By Meaghan Casey
North Carolina native Griffin Lynch, 19, is thriving as a freshman at UNC-Chapel Hill, where he is studying biochemistry, rowing and enjoying the normalcy of dorm life.
Yet just two years ago, Lynch had one goal – not college, but survival.
During the fall of his senior year at the North Carolina School of Science and Mathematics, a prestigious public boarding school, Lynch was diagnosed with a tangerine-size, malignant tumor in the left ventricle of his brain. He underwent surgery, which removed 80 percent of the tumor, but awoke unable to speak, swallow or move his right side. Complications arose that left him legally blind, and he spent the next five weeks in neurointensive care and four weeks in a rehab hospital, where he made great strides with speech, physical, occupational and recreational therapy.
Removal of the remaining 20 percent of his tumor required eight weeks of proton beam radiation therapy at Massachusetts General Hospital, one of the few medical facilities in the country to offer the procedure. Unlike traditional photon radiation, proton radiation has no entry or exit dose, which minimizes the damage to surrounding healthy tissue. However, because it was considered outpatient treatment, the task of finding an affordable, convenient place to live for the next two months was daunting.

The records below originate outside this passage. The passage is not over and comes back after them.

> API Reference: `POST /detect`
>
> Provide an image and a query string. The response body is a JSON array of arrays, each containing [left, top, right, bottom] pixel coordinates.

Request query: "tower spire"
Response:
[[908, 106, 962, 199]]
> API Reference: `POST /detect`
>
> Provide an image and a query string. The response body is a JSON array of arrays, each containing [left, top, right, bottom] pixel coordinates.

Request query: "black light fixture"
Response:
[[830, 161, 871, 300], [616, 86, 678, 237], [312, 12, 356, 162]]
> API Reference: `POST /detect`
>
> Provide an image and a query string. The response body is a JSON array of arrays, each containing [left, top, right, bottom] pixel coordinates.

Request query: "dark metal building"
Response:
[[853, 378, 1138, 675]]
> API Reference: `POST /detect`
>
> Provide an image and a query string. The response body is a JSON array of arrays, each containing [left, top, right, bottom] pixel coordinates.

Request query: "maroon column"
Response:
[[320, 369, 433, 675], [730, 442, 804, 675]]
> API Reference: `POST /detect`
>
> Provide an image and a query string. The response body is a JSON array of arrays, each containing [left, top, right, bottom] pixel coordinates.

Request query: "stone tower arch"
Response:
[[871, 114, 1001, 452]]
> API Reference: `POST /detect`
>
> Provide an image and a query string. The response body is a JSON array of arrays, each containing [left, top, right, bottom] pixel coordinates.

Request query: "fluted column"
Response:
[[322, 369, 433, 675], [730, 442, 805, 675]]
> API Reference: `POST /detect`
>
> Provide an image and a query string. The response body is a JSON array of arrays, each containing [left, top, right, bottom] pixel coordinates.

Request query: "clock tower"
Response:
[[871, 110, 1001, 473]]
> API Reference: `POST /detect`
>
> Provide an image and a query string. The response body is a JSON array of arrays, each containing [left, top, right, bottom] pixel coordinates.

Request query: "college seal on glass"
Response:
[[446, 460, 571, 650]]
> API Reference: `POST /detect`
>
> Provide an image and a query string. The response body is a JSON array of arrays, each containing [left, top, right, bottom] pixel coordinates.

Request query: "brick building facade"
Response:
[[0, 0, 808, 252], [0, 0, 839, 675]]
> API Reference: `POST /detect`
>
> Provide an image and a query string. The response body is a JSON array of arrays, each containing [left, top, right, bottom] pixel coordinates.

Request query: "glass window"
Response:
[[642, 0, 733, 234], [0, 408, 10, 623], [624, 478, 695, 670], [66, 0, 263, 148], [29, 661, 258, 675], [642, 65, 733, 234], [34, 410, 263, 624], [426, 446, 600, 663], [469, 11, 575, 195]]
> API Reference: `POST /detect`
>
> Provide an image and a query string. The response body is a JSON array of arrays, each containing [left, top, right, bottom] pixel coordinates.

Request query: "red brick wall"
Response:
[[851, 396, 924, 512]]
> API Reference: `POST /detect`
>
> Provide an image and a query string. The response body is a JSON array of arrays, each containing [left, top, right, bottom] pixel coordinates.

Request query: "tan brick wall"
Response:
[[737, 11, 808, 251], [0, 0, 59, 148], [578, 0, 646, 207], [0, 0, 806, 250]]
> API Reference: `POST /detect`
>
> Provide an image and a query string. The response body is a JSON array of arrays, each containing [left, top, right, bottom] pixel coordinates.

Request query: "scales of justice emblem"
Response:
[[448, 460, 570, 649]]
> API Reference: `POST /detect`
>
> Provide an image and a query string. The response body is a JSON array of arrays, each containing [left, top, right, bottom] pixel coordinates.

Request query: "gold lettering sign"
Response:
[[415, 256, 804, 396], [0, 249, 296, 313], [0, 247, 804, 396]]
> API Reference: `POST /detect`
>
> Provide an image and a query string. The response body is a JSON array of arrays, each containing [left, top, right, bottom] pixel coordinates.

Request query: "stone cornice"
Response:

“Even with the patient discount, area hotels averaged well over $200 per night and didn’t offer kitchenettes – an important factor for Griffin whose weight dipped to 118 pounds on his 6’4 frame,” said his mother, Eileen O’Flaherty. “Other options were too far away for someone who was still wheelchair-bound and needed to be back and forth to the hospital for treatment and therapy appointments as often as five times a day.”
“It was overwhelming,” she continued. “I would do absolutely anything for my child, so we would have found a way, probably by selling our house.”

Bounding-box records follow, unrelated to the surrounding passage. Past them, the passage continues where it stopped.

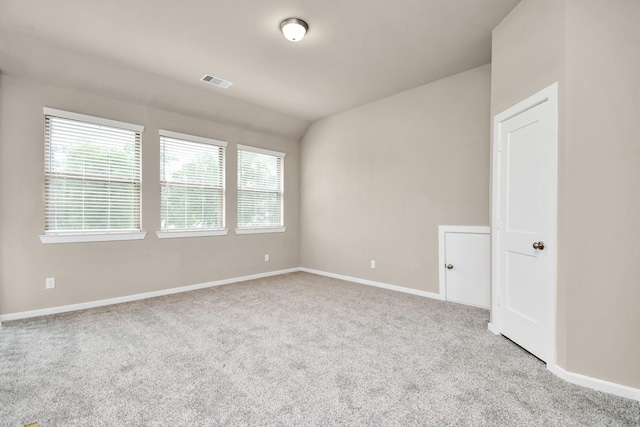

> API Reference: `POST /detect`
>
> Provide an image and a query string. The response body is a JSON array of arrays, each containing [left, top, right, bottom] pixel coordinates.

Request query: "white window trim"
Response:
[[39, 231, 147, 244], [238, 144, 287, 158], [158, 129, 227, 148], [236, 144, 287, 234], [38, 107, 147, 244], [42, 107, 144, 133], [156, 228, 229, 239], [236, 226, 287, 234], [156, 129, 229, 239]]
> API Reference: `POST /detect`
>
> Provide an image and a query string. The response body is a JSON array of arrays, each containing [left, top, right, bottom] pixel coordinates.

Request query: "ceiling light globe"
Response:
[[280, 18, 309, 42]]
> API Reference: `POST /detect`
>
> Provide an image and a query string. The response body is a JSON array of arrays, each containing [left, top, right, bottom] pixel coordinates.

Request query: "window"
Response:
[[236, 145, 285, 234], [158, 130, 227, 237], [41, 108, 144, 243]]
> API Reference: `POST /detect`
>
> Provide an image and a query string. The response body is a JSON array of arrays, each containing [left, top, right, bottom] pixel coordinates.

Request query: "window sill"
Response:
[[40, 231, 147, 244], [156, 228, 229, 239], [236, 227, 287, 234]]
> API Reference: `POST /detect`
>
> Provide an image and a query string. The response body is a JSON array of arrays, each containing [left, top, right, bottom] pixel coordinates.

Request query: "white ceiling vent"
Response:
[[200, 74, 233, 89]]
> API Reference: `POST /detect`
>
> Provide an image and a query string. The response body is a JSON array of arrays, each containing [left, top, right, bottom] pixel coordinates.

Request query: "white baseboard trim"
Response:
[[487, 322, 640, 402], [0, 268, 300, 324], [0, 267, 640, 402], [299, 267, 444, 301], [547, 365, 640, 402], [487, 322, 502, 335]]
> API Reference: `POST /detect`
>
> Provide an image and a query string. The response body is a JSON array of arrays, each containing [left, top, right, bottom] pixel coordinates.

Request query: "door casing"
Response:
[[489, 83, 558, 368]]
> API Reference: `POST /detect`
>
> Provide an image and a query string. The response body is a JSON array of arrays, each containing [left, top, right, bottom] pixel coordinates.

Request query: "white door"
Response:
[[440, 226, 491, 309], [493, 85, 557, 363]]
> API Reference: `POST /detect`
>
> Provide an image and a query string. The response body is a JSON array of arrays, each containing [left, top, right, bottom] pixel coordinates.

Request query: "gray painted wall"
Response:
[[491, 0, 640, 387], [0, 75, 300, 314], [300, 65, 490, 293]]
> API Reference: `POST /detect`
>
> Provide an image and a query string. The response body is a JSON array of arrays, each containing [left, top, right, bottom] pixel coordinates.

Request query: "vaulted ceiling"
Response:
[[0, 0, 519, 137]]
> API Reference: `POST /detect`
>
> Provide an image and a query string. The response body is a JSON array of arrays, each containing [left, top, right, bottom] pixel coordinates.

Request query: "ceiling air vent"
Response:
[[200, 74, 233, 89]]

Luckily, there was another option. Christopher’s Haven, set up by three-time cancer survivor Dan Olsen, provides families with affordable and comfortable living space adjacent to Mass. General’s cancer treatment center, at just $30 per night. Since 2006, it has provided housing for more than 150 young cancer patients and their families. Located in the West End Apartments of Emerson Place, the fully-furnished studios and one- and two-bedroom apartments are equipped with kitchens, dining areas and a common area for socialization.
“It’s such an amazing place,” said Lynch. “It definitely played the biggest role in my recovery. I’m so grateful to everyone there.”
Lynch resided in one of the apartments with his mother, who took a leave from her job as an administrative assistant at UNC Greensboro. Though he was nearly 900 miles from home and separated from his father and two younger siblings, he was able to find solace in his new surroundings and create lifelong bonds with many of the residents there.
“There was another girl there who was one year younger than me, so it was a huge comfort to be able to spend time with someone my age, going though the same thing,” he said.
“The emotional support we received from the staff and other families at Christopher’s Haven was perhaps as important as its convenience and affordability,” said O’Flaherty. “We quickly bonded with the other families, sharing the highs and lows of dealing with our children’s treatment while being so far from home. We laughed and cried together, watched each other’s children, ran each other’s errands, celebrated Christmas and rang in the New Year filled with hope for our children’s health.”
After the eight weeks of treatment, Griffin returned home for his third trimester and was able to graduate from high school on time. He completed the speech and occupational therapy sessions that spring and continued with physical therapy through the fall of 2010. He started rowing, participated in two regattas, enrolled in community college and submitted college applications for admission for the fall of this year. He was accepted to UNC-Chapel Hill, where he joined the men’s crew team and is doing well academically, all while continuing to battle blindness.
Last spring, he returned to Boston for a successful check-up at Mass. General and visited with the staff at Christopher’s Haven.
“The team there continues to follow him, emotionally and socially,” said O’Flaherty. “They’re just gifted, loving people.”
The timing of the visit coordinated with another memorable moment – cheering on O’Flaherty in the Boston Marathon, through which she raised nearly $11,000 for Christopher’s Haven.
“I decided to run to raise funds to ensure that Christopher’s Haven is there for other families in need,” she said. “I feel a tremendous debt to Christopher’s Haven for the role it played in Griffin’s recovery and in maintaining our family’s sanity. The proton beam therapy saves lives, but if you can’t access it, it’s worthless. Christopher’s Haven is like the key that unlocks the door to the magic cure.”